Salió del despacho una de las coloquiantes, con aspecto de tener algo que ver con el viejo, por edad y por maneras y se fue en su seguimiento.

Quedó Carvalho en compañía de un gruñido de saludo y de una gordita risueña y morena que le saludaba con una corrección de encuentro tripartito o cuatripartito en la cumbre y le invitaba a entrar en un despacho presidido por una hornacina con una virgen disfrazada con traje regional de difícil identificación.

– ¿Vienes por lo del anuncio del diario, verdad, majo?

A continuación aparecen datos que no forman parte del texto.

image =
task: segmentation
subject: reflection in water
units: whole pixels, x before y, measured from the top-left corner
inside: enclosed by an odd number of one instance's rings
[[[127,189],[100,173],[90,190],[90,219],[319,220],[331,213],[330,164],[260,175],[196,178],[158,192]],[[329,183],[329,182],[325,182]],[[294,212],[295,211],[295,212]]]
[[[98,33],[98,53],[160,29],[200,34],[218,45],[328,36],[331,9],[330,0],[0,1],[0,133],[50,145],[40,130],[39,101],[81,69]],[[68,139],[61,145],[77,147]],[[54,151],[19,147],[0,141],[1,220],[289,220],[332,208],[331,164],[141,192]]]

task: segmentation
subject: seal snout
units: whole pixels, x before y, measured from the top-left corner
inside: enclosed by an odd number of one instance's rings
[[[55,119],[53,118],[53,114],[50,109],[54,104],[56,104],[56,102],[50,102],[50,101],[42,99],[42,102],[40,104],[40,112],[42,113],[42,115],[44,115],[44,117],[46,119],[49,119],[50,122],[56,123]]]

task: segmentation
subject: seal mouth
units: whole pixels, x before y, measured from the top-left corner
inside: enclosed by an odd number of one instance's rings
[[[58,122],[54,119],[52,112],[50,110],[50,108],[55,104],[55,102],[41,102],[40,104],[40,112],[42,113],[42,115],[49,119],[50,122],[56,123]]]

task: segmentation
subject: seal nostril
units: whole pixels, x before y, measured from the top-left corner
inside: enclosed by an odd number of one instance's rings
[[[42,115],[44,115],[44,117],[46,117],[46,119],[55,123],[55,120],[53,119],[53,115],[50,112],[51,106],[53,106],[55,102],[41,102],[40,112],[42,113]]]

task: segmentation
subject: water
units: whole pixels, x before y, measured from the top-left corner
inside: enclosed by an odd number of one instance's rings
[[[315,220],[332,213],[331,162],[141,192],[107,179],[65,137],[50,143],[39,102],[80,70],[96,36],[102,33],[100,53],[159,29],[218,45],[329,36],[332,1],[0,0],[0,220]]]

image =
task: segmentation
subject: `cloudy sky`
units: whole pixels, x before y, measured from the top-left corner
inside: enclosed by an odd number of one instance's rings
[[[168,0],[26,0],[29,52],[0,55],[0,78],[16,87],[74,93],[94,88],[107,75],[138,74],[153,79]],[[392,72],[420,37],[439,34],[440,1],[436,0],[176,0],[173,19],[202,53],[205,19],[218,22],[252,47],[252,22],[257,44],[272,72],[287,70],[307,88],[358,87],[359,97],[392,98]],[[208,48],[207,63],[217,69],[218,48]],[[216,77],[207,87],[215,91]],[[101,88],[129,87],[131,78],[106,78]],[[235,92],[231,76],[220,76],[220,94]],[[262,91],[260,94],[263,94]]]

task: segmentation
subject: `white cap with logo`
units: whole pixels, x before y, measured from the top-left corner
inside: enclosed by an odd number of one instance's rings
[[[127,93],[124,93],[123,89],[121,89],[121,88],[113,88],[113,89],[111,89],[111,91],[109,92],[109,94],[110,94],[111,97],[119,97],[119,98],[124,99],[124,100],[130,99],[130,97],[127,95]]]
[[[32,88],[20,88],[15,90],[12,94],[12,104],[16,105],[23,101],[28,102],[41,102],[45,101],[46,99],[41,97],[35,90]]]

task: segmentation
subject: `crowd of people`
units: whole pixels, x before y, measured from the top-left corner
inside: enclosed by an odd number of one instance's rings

Tuvo ante sí más una imagen recordada que una imagen actual. Era un piso de barrio, más de barrio que éste, quizá, pero la misma luz economizada, la misma penumbra, un misterio equivalente, como equivalente era el bisbiseo o la sordina en la voz de la mujer que le atendía, sacerdotisa de un poder desconocido. En aquella ocasión había sido una santera con la virtud de quitar el mal de ojo y el mal de los celos, y eran celos lo que la madre de Carvalho quería quitarle a su hijo, celos que ponían melancolía en sus posturas y una inapetencia que la buena mujer no sabía atribuir a las gachas de posguerra con tocino rancio o no quería atribuir quizá, porque hubiera sido admitir una cierta responsabilidad en la cotidiana derrota de la esperanza. Recordaba Carvalho confusamente a qué o a quién le atribuían la causa de los celos, probablemente a otro niño, un pariente, más acomodado que tenía bicicleta en unos años y en una clase social en que nadie tenía casi nada. La santera rezó ante una inmensa virgen en hornacina, llenó al niño Carvalho de signos de la Cruz y de un aroma especial de ama de casa recién salida de la cocina, donde sin duda guisaba algo con laurel y vino, porque la santera olía a laurel y vino. Los recuerdos huelen y suenan, tienen paisaje musical. Con el tiempo y la cultura, antes de perder lo uno y la otra, Carvalho había descubierto que tuvo celos de su padre, de aquel padre casi desconocido, recién salido de la cárcel, que se metía en una alcoba que durante años y años había sido un santuario de tibieza y confianza para él y su madre.